Break-even condition:
When $k ≪ C$ , ReFrag yields massive savings.

PyTorch Prototype

import torch
import torch.nn as nn

class FragmentCompressor(nn.Module):
    def __init__(self, d_in=768, d_out=128):
        super().__init__()
        self.linear = nn.Linear(d_in, d_out)
    def forward(self, x):
        return self.linear(x)

class ReFragPipeline(nn.Module):
    def __init__(self, d_in=768, d_out=128, d_model=256, n_heads=4):
        super().__init__()
        self.compressor = FragmentCompressor(d_in, d_out)
        self.cross_att = nn.MultiheadAttention(d_model, n_heads, batch_first=True)
        self.q_proj = nn.Linear(d_in, d_model)
        self.k_proj = nn.Linear(d_out, d_model)
        self.v_proj = nn.Linear(d_out, d_model)

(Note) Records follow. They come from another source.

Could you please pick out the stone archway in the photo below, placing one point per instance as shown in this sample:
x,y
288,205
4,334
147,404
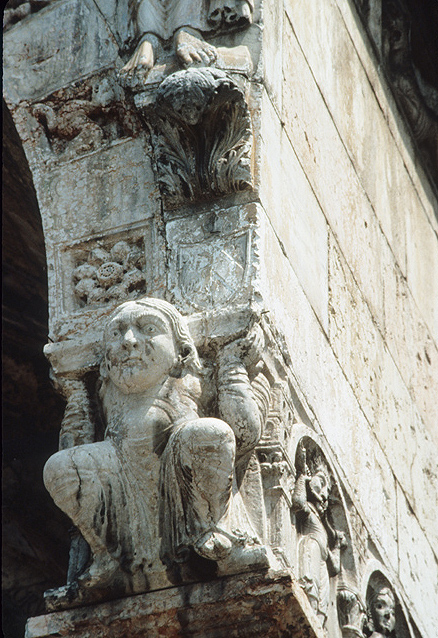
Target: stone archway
x,y
35,539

    def forward(self, query, frags, topk=5):
        z = self.compressor(frags)              # Compress
        scores = torch.einsum('bd,bnd->bn', query, z)
        topk_idx = torch.topk(scores, k=topk, dim=1).indices
        batch_idx = torch.arange(frags.size(0)).unsqueeze(-1).expand_as(topk_idx)
        z_sel = z[batch_idx, topk_idx]         # Select top-k

        Q = self.q_proj(query).unsqueeze(1)
        K, V = self.k_proj(z_sel), self.v_proj(z_sel)
        out, _ = self.cross_att(Q, K, V)       # Cross-attend
        return out.squeeze(1)

# toy run
B, N, d_in = 2, 10, 768
frags = torch.randn(B, N, d_in)
query = torch.randn(B, d_in)
model = ReFragPipeline()
final_repr = model(query, frags)
print(final_repr.shape)

Discussion & Open Questions

Fragment granularity: How to best split documents, sliding windows or semantic boundaries?
Compression functions: Linear is simple; could autoencoders yield better trade-offs?
Adaptive budgets: Can expansion $k$ depend dynamically on query difficulty?
Diversity term optimization: Exact determinant is expensive, need efficient surrogates.

Key Takeaway

ReFrag reframes retrieval compression as a fragment-level low-rank approximation with adaptive expansion. By fragmenting, compressing, scoring, and then expanding, it preserves semantic signals at a fraction of the token cost.

In short: it’s not just about making things smaller, it’s about compressing the right fragments.